Wednesday, June 26, 2013

Ouch, comments on commodity hedge funds

“As with most mature businesses, commodity hedge funds are finding profitability harder to come by. The sobering truth about the nature of commodity futures may have re-emerged: they are not investments at all but risk-shifting instruments, always generating a loss for every gain.” 

Commodity prices are down and the expected inflation has not materialized around the world so there has been an exit from commodity hedge funds. The comment from the FAO suggests how unloved commodities are right now.

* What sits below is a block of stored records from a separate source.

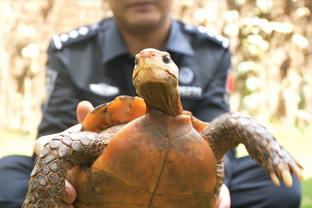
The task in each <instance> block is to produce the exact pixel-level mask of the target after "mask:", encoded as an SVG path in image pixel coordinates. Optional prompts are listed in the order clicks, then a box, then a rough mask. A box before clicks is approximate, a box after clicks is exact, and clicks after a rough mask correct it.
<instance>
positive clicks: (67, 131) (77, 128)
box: [64, 123, 81, 132]
mask: <svg viewBox="0 0 312 208" xmlns="http://www.w3.org/2000/svg"><path fill="white" fill-rule="evenodd" d="M77 131H81V124H80V123H79V124H76V125H74V126H72V127H69V128H68V129H66V130H65V131H64V132H77Z"/></svg>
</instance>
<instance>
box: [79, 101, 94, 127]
mask: <svg viewBox="0 0 312 208" xmlns="http://www.w3.org/2000/svg"><path fill="white" fill-rule="evenodd" d="M93 109H94V107H93V105H92V104H91V103H90V102H89V101H85V100H84V101H81V102H80V103H78V106H77V109H76V115H77V120H78V122H79V123H81V122H82V121H83V119H84V118H85V117H86V115H87V114H88V113H89V112H90V111H92V110H93Z"/></svg>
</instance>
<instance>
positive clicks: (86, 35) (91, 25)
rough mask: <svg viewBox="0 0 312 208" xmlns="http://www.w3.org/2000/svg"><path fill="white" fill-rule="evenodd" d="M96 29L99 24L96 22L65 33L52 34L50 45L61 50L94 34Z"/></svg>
mask: <svg viewBox="0 0 312 208" xmlns="http://www.w3.org/2000/svg"><path fill="white" fill-rule="evenodd" d="M98 30H99V24H98V23H96V24H92V25H86V26H82V27H79V28H77V29H74V30H71V31H69V32H67V33H62V34H54V35H53V36H52V47H53V48H54V49H56V50H61V49H62V48H64V47H66V46H68V45H71V44H73V43H78V42H81V41H84V40H87V39H88V38H91V37H93V36H95V35H96V34H97V33H98Z"/></svg>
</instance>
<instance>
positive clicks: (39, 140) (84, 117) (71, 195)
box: [34, 101, 94, 207]
mask: <svg viewBox="0 0 312 208" xmlns="http://www.w3.org/2000/svg"><path fill="white" fill-rule="evenodd" d="M93 108H94V107H93V106H92V104H91V103H90V102H88V101H81V102H80V103H79V104H78V106H77V109H76V117H77V121H78V122H79V124H76V125H74V126H72V127H70V128H68V129H66V130H65V131H64V132H75V131H80V130H81V124H80V123H81V122H82V121H83V119H84V118H85V117H86V115H87V114H88V113H89V112H90V111H92V110H93ZM57 134H59V133H57ZM57 134H51V135H46V136H42V137H40V138H38V139H37V140H36V142H35V145H34V152H35V153H36V154H37V155H39V154H40V152H41V151H42V149H43V147H44V145H45V144H46V143H48V142H49V141H50V140H51V139H52V138H54V137H55V136H56V135H57ZM76 197H77V192H76V190H75V188H74V187H73V186H72V185H71V184H70V183H69V182H68V181H67V180H65V194H64V197H63V201H64V202H66V203H67V204H68V207H74V206H73V205H72V203H73V202H74V201H75V199H76Z"/></svg>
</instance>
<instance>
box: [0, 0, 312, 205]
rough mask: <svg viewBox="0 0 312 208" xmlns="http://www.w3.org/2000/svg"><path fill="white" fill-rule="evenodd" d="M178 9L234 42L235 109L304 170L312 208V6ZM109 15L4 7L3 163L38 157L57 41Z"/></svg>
mask: <svg viewBox="0 0 312 208" xmlns="http://www.w3.org/2000/svg"><path fill="white" fill-rule="evenodd" d="M174 3H175V4H176V5H175V6H174V9H175V11H174V16H175V17H176V18H178V19H181V20H182V21H184V22H186V23H189V24H194V25H202V26H204V27H206V28H207V29H208V30H210V31H212V32H215V33H219V34H221V35H223V36H225V37H227V38H228V39H229V40H230V42H231V46H230V47H231V50H232V53H233V59H232V62H233V70H232V72H231V74H230V76H229V86H228V87H229V89H230V90H231V96H230V103H231V110H232V111H242V112H244V113H248V114H251V115H252V116H254V117H255V118H256V119H257V120H258V121H259V122H261V123H263V124H264V125H266V126H267V127H268V128H269V129H270V130H271V131H272V132H273V133H274V134H275V135H276V136H277V138H278V140H279V141H280V143H282V144H283V145H284V146H285V147H286V148H287V149H288V150H289V151H290V152H291V153H292V154H293V155H295V156H296V158H297V159H298V160H299V161H300V162H301V163H302V164H303V166H304V167H305V180H304V182H303V191H304V200H303V204H302V207H312V164H311V162H312V153H311V150H310V148H312V125H311V122H312V25H311V22H312V14H311V12H312V0H283V1H279V0H193V1H192V0H174ZM110 15H111V12H110V11H109V9H108V7H107V5H106V3H105V0H92V1H88V0H66V1H63V0H19V1H17V0H2V1H0V40H1V41H0V135H1V137H0V157H1V156H5V155H8V154H24V155H31V154H32V144H33V141H34V139H35V135H36V130H37V125H38V123H39V121H40V118H41V114H40V104H41V103H42V101H43V100H44V97H45V87H44V83H45V77H44V67H45V63H46V49H47V46H48V43H49V41H50V38H51V36H52V35H53V34H55V33H63V32H67V31H70V30H72V29H74V28H76V27H79V26H82V25H84V24H92V23H95V22H97V21H98V20H100V19H102V18H103V17H106V16H110ZM239 149H240V151H239V152H241V154H244V153H243V152H244V149H243V148H239Z"/></svg>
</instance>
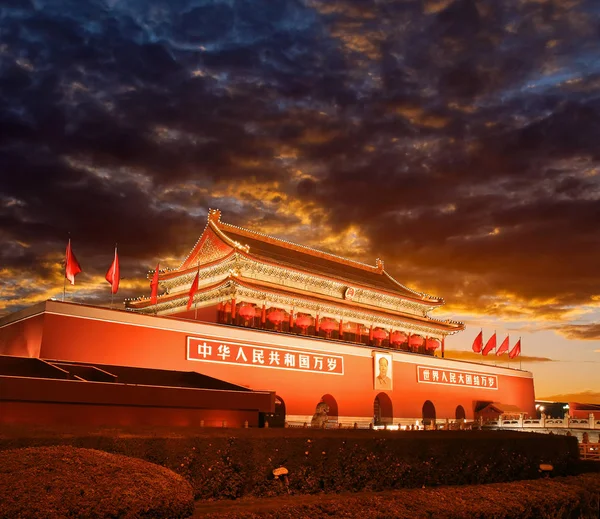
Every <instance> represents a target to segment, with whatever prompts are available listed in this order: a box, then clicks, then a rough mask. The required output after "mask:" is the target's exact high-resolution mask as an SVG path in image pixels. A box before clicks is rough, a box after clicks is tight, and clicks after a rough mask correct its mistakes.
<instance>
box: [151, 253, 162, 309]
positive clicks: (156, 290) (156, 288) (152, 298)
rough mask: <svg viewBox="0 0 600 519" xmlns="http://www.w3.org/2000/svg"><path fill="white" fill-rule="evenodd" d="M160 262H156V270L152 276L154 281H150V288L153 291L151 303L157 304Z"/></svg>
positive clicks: (151, 297)
mask: <svg viewBox="0 0 600 519" xmlns="http://www.w3.org/2000/svg"><path fill="white" fill-rule="evenodd" d="M159 265H160V263H157V264H156V270H155V271H154V275H153V276H152V281H151V282H150V288H151V289H152V292H151V293H150V304H153V305H155V304H156V302H157V300H158V266H159Z"/></svg>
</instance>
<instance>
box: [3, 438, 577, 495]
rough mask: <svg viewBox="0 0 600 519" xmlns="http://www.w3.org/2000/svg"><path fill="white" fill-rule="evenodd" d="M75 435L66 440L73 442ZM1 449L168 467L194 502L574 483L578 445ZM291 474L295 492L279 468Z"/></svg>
mask: <svg viewBox="0 0 600 519" xmlns="http://www.w3.org/2000/svg"><path fill="white" fill-rule="evenodd" d="M67 431H68V434H67ZM3 432H5V433H8V434H0V450H2V449H6V448H11V447H12V448H14V447H19V446H27V445H52V444H66V443H69V444H73V445H77V446H80V447H87V448H99V449H105V450H108V451H110V452H114V453H118V454H125V455H127V456H131V457H135V458H140V459H145V460H149V461H152V462H154V463H157V464H160V465H163V466H165V467H167V468H169V469H171V470H174V471H175V472H177V473H179V474H181V475H182V476H184V477H185V478H186V479H188V480H189V481H190V483H191V484H192V487H193V489H194V496H195V497H196V499H199V498H201V499H236V498H238V497H242V496H255V497H270V496H277V495H287V494H288V493H290V494H318V493H339V492H348V491H351V492H359V491H364V490H371V491H382V490H389V489H398V488H414V487H417V488H421V487H422V486H426V487H432V486H441V485H470V484H484V483H497V482H498V483H499V482H509V481H515V480H522V479H535V478H538V477H539V476H540V472H539V465H540V463H550V464H552V465H553V466H554V471H553V475H554V476H560V475H567V474H571V473H573V472H574V470H575V466H576V463H577V461H578V448H577V440H576V438H574V437H567V436H551V435H545V434H534V433H521V432H514V431H411V432H408V431H367V430H314V429H159V428H153V429H146V430H142V429H139V428H137V429H132V430H118V429H110V430H104V431H94V432H93V433H91V432H90V431H87V430H60V429H54V430H44V431H34V432H25V431H23V430H19V429H13V430H12V431H10V430H8V429H5V430H4V431H3ZM280 466H284V467H286V468H287V469H288V470H289V476H288V480H287V484H285V483H284V482H283V481H282V480H281V479H275V478H274V477H273V474H272V471H273V469H275V468H277V467H280Z"/></svg>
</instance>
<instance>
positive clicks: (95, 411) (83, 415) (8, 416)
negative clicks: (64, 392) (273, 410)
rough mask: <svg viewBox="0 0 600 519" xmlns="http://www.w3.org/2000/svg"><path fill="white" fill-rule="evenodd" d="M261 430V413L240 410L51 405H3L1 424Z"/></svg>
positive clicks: (0, 421)
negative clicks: (222, 426)
mask: <svg viewBox="0 0 600 519" xmlns="http://www.w3.org/2000/svg"><path fill="white" fill-rule="evenodd" d="M224 420H225V421H226V425H225V426H226V427H243V426H244V422H245V421H248V427H257V426H258V413H256V412H251V411H237V410H211V409H175V408H163V407H131V406H114V405H110V406H109V405H96V406H90V405H87V404H68V403H52V402H4V401H0V423H2V424H26V425H65V424H68V425H98V426H100V425H114V426H117V425H120V426H129V425H165V424H169V425H174V426H179V427H199V426H200V425H201V422H202V421H204V424H203V426H204V427H222V425H223V421H224Z"/></svg>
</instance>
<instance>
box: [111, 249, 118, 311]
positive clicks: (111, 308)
mask: <svg viewBox="0 0 600 519" xmlns="http://www.w3.org/2000/svg"><path fill="white" fill-rule="evenodd" d="M116 258H117V244H116V243H115V257H114V259H113V274H112V279H113V281H112V283H111V284H110V309H111V310H113V303H114V301H115V293H114V292H113V283H114V282H115V260H116Z"/></svg>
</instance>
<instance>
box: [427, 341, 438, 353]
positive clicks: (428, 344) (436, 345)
mask: <svg viewBox="0 0 600 519" xmlns="http://www.w3.org/2000/svg"><path fill="white" fill-rule="evenodd" d="M425 345H426V346H425V347H426V348H427V349H428V350H432V351H435V350H437V349H438V348H439V347H440V341H439V339H427V342H426V343H425Z"/></svg>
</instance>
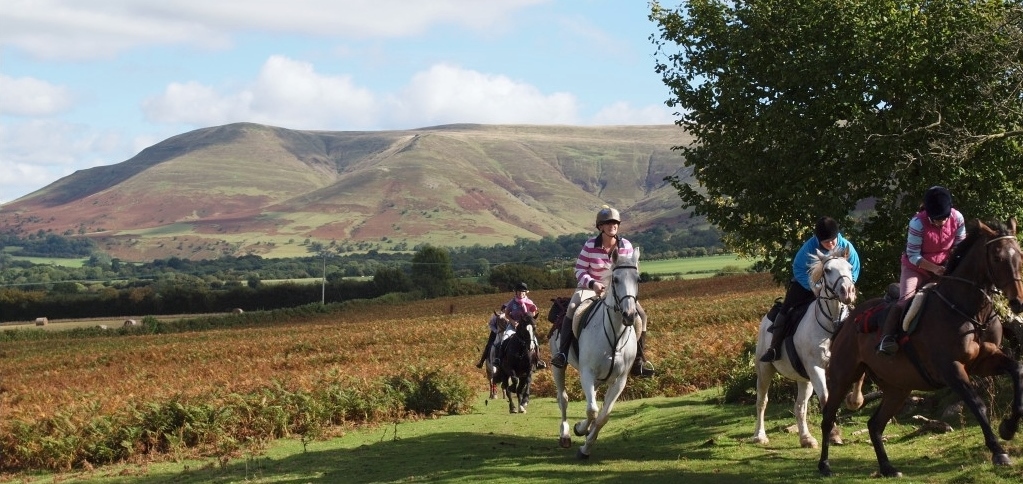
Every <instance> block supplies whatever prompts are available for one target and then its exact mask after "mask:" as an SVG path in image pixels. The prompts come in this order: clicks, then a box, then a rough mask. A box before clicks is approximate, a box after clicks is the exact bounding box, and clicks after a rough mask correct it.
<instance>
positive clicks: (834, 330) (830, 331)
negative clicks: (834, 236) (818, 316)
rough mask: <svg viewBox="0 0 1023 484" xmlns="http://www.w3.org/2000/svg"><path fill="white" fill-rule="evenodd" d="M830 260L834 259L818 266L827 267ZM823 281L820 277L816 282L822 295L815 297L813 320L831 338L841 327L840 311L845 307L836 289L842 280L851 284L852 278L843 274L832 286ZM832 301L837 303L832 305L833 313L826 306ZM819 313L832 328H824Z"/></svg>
mask: <svg viewBox="0 0 1023 484" xmlns="http://www.w3.org/2000/svg"><path fill="white" fill-rule="evenodd" d="M832 259H836V258H834V257H832V258H829V259H828V260H826V261H824V262H821V264H820V265H821V266H824V265H827V264H828V262H830V261H831V260H832ZM824 272H827V271H824ZM825 279H826V277H824V276H821V277H820V281H818V283H820V285H821V287H822V291H824V295H820V296H818V297H817V300H816V305H817V309H818V311H816V312H814V314H813V319H814V320H816V322H817V325H818V326H820V328H821V329H824V331H825V332H827V333H828V334H829V335H831V336H835V334H836V333H838V331H839V329H840V328H841V327H842V312H843V311H842V309H843V308H844V307H845V306H846V305H845V304H844V303H842V301H840V300H839V298H838V289H837V288H838V287H839V284H840V283H841V282H842V280H843V279H849V281H850V282H852V278H851V277H849V276H847V275H845V274H842V276H841V277H839V278H838V279H837V280H836V281H835V283H833V284H832V285H828V284H827V283H824V280H825ZM832 301H834V302H836V303H837V304H835V305H834V306H835V308H834V311H833V309H832V306H833V305H832V304H828V303H829V302H832ZM821 313H822V314H825V316H827V317H828V321H829V322H831V323H832V324H831V325H832V328H828V327H825V323H824V322H821V321H820V318H819V317H818V314H821Z"/></svg>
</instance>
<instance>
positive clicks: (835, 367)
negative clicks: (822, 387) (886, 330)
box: [817, 341, 865, 477]
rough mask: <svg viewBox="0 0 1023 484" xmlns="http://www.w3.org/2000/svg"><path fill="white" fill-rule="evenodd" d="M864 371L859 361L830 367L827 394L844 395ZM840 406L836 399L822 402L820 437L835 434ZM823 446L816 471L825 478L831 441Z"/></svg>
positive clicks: (828, 464)
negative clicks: (834, 432)
mask: <svg viewBox="0 0 1023 484" xmlns="http://www.w3.org/2000/svg"><path fill="white" fill-rule="evenodd" d="M846 344H856V343H855V342H854V341H853V342H846ZM833 351H834V348H833ZM833 354H834V353H833ZM864 371H865V369H864V368H863V363H862V362H860V361H856V362H855V363H854V364H841V365H836V364H832V365H830V366H829V368H828V370H827V375H828V379H827V387H828V394H829V395H842V394H844V393H846V392H847V391H848V390H849V387H851V386H852V385H853V383H854V382H856V381H857V380H860V379H862V377H863V373H864ZM841 404H842V401H841V400H839V399H838V398H829V399H827V401H825V402H824V405H822V408H821V417H820V435H832V434H833V433H834V432H835V429H836V428H837V426H836V425H835V420H836V419H837V417H838V407H839V405H841ZM824 441H825V443H824V445H821V446H820V459H819V460H818V461H817V471H818V472H819V473H820V475H821V476H826V477H827V476H831V475H832V470H831V463H830V461H829V460H828V458H829V457H828V451H829V449H830V448H831V444H832V441H831V439H824Z"/></svg>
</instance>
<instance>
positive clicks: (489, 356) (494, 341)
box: [476, 304, 507, 368]
mask: <svg viewBox="0 0 1023 484" xmlns="http://www.w3.org/2000/svg"><path fill="white" fill-rule="evenodd" d="M505 307H507V305H506V304H502V305H501V309H500V310H499V311H494V313H493V315H491V316H490V320H489V321H487V326H488V327H490V337H488V338H487V346H484V347H483V354H482V355H480V362H478V363H476V367H477V368H482V367H483V363H484V362H485V361H487V359H491V360H492V359H493V355H492V354H491V350H492V349H493V348H494V346H495V345H494V343H496V342H497V335H500V334H501V333H503V332H504V327H505V326H506V325H507V322H506V321H505V320H504V308H505Z"/></svg>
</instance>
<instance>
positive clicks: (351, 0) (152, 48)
mask: <svg viewBox="0 0 1023 484" xmlns="http://www.w3.org/2000/svg"><path fill="white" fill-rule="evenodd" d="M669 6H670V4H669ZM648 14H649V6H648V1H647V0H287V1H280V0H160V1H152V0H87V1H83V0H3V5H2V8H0V204H3V203H6V202H11V201H13V200H16V199H18V197H20V196H24V195H26V194H29V193H31V192H33V191H36V190H38V189H40V188H42V187H44V186H46V185H48V184H50V183H53V182H54V181H56V180H58V179H60V178H62V177H64V176H68V175H70V174H72V173H74V172H75V171H77V170H83V169H87V168H91V167H96V166H104V165H114V164H117V163H121V162H124V161H126V160H128V159H130V158H131V157H133V156H135V155H136V153H138V152H139V151H140V150H142V149H143V148H145V147H148V146H151V145H153V144H155V143H158V142H160V141H162V140H164V139H167V138H169V137H171V136H175V135H177V134H181V133H185V132H188V131H191V130H195V129H201V128H208V127H211V126H220V125H224V124H228V123H235V122H252V123H260V124H265V125H271V126H277V127H282V128H288V129H299V130H324V131H374V130H390V129H414V128H422V127H429V126H437V125H443V124H451V123H482V124H551V125H583V126H588V125H593V126H595V125H652V124H671V123H672V122H673V121H674V120H675V117H674V116H673V111H672V109H671V108H669V107H667V106H666V105H665V100H667V99H668V97H669V91H668V89H667V87H665V85H664V84H663V83H662V82H661V78H660V76H659V75H657V74H656V73H655V71H654V65H655V55H654V53H655V46H654V44H653V43H652V41H651V40H650V37H651V35H653V34H656V33H657V27H656V25H655V24H653V23H652V21H650V19H649V18H648Z"/></svg>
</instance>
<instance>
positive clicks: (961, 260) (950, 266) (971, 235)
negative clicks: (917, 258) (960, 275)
mask: <svg viewBox="0 0 1023 484" xmlns="http://www.w3.org/2000/svg"><path fill="white" fill-rule="evenodd" d="M984 225H987V227H988V228H990V229H991V230H994V231H995V232H997V233H998V236H1000V235H1009V234H1011V233H1012V232H1010V231H1009V227H1008V226H1007V225H1006V224H1005V223H1003V222H997V221H988V222H984ZM982 233H983V232H982V231H981V230H980V220H977V221H975V222H973V223H970V224H969V228H968V229H967V234H966V238H965V239H964V240H963V241H961V243H960V245H959V246H957V247H955V249H954V250H953V251H952V255H951V257H949V258H948V264H947V265H946V267H945V273H947V274H950V273H952V271H954V270H955V268H957V267H959V264H960V262H962V261H963V259H964V258H966V255H967V254H969V253H970V249H973V247H974V246H976V245H977V241H978V240H981V239H983V238H984V237H983V236H982Z"/></svg>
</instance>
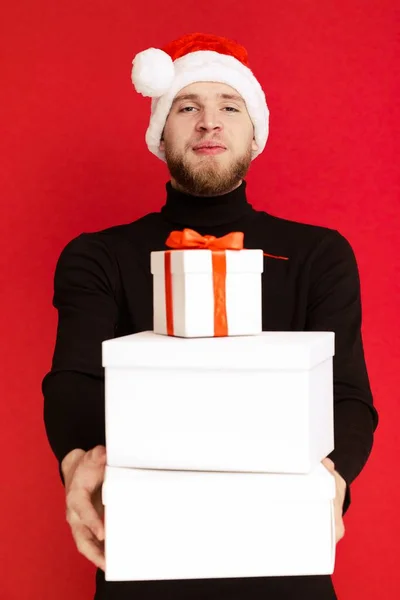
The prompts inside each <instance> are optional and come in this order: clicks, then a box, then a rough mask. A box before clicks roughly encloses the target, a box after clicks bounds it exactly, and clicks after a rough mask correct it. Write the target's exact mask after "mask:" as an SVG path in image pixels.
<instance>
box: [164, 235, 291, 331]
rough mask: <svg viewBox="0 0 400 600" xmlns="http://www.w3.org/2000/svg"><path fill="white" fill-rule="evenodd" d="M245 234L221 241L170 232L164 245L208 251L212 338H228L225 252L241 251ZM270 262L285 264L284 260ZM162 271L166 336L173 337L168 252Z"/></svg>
mask: <svg viewBox="0 0 400 600" xmlns="http://www.w3.org/2000/svg"><path fill="white" fill-rule="evenodd" d="M243 241H244V234H243V233H242V232H241V231H234V232H232V233H228V234H227V235H224V236H222V237H220V238H217V237H215V236H213V235H200V233H197V231H194V230H193V229H184V230H183V231H172V232H171V233H170V235H169V236H168V239H167V241H166V245H167V246H169V247H170V248H173V249H175V250H193V249H196V250H201V249H204V250H211V256H212V272H213V290H214V336H215V337H226V336H227V335H228V319H227V314H226V291H225V283H226V250H243ZM264 255H265V256H270V257H271V258H281V259H283V260H288V259H287V258H286V257H284V256H273V255H271V254H265V253H264ZM164 269H165V308H166V320H167V334H168V335H174V318H173V303H172V302H173V301H172V275H171V250H167V251H166V252H165V255H164Z"/></svg>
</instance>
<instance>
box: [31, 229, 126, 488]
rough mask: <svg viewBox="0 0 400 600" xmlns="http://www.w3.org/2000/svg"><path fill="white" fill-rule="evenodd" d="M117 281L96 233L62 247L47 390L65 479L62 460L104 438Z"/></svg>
mask: <svg viewBox="0 0 400 600" xmlns="http://www.w3.org/2000/svg"><path fill="white" fill-rule="evenodd" d="M117 281H118V278H117V270H116V267H115V262H114V261H113V257H112V255H111V254H110V252H109V250H108V248H107V246H106V245H105V243H104V242H103V241H102V240H101V239H100V238H99V237H98V236H96V235H95V234H82V235H80V236H78V237H77V238H75V239H73V240H72V241H71V242H69V243H68V244H67V245H66V247H65V248H64V249H63V251H62V252H61V255H60V257H59V259H58V262H57V266H56V269H55V275H54V297H53V305H54V307H55V308H56V309H57V311H58V327H57V335H56V343H55V349H54V354H53V361H52V366H51V370H50V371H49V372H48V373H47V374H46V375H45V377H44V379H43V381H42V391H43V396H44V422H45V427H46V433H47V437H48V440H49V443H50V446H51V448H52V450H53V452H54V454H55V456H56V457H57V459H58V462H59V466H60V475H61V476H62V479H63V480H64V477H63V469H62V461H63V459H64V458H65V457H67V455H69V454H70V453H71V451H74V450H76V449H81V450H84V451H88V450H89V449H91V448H93V447H95V446H97V445H104V443H105V423H104V373H103V371H104V370H103V367H102V362H101V342H102V341H103V340H105V339H110V338H113V337H115V333H116V328H117V319H118V308H117V301H116V297H117ZM71 456H72V455H71ZM69 458H70V457H69ZM67 462H69V460H68V457H67V458H66V461H65V463H64V467H65V466H66V464H67Z"/></svg>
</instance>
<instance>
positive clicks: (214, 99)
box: [174, 81, 244, 103]
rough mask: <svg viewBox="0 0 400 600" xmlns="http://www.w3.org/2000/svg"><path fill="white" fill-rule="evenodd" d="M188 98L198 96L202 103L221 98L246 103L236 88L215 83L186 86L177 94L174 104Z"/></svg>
mask: <svg viewBox="0 0 400 600" xmlns="http://www.w3.org/2000/svg"><path fill="white" fill-rule="evenodd" d="M186 96H197V97H198V98H199V100H202V101H209V100H217V99H219V98H221V97H226V98H231V99H232V100H236V101H238V102H243V103H244V100H243V98H242V96H241V95H240V94H239V92H238V91H237V90H235V88H233V87H231V86H230V85H227V84H225V83H217V82H213V81H198V82H195V83H191V84H190V85H187V86H185V87H184V88H182V89H181V90H179V92H178V93H177V94H176V96H175V98H174V103H175V102H176V101H178V100H179V99H181V98H184V97H186Z"/></svg>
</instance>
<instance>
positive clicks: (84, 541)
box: [72, 525, 105, 571]
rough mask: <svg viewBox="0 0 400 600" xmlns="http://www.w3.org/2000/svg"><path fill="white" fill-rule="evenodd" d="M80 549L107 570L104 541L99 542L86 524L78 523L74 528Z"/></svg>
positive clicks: (76, 540)
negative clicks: (106, 567)
mask: <svg viewBox="0 0 400 600" xmlns="http://www.w3.org/2000/svg"><path fill="white" fill-rule="evenodd" d="M72 535H73V538H74V540H75V544H76V547H77V549H78V551H79V552H80V553H81V554H82V555H83V556H85V557H86V558H87V559H88V560H90V562H92V563H93V564H94V565H96V567H99V568H100V569H103V571H104V570H105V557H104V543H103V542H99V541H98V540H96V538H95V537H94V536H93V534H92V532H91V531H90V530H89V529H88V528H87V527H85V526H84V525H76V526H75V527H74V528H73V529H72Z"/></svg>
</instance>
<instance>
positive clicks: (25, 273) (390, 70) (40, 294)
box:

Unfortunately, the comments seem to be very off-centered and biased. Commodity markets, like all derivative markets, are a zero sum game with a winner and loser. They have always been a risk-transfer mechanism. The job of the speculator is to find where the hedging need is and take the other side for a profit. It may not always be described as such but providing an alternative to hedgers is one of the key purposes of these players. There has also been controversy about the type of risk premium in the commodity markets. Clearly, the risk-shifting in these markets creates a time varying premium which means that commodity hedge funds have to be dynamic in nature. 

It has been a difficult market with large price declines in many markets,. macro RO/RO trading, and periods of strong volatility. This is the environment that hedge funds have had to work in and they have not done well. Beyond the obvious current performance issues we would be hard pressed to state that the reign of commodity hedge funds is over.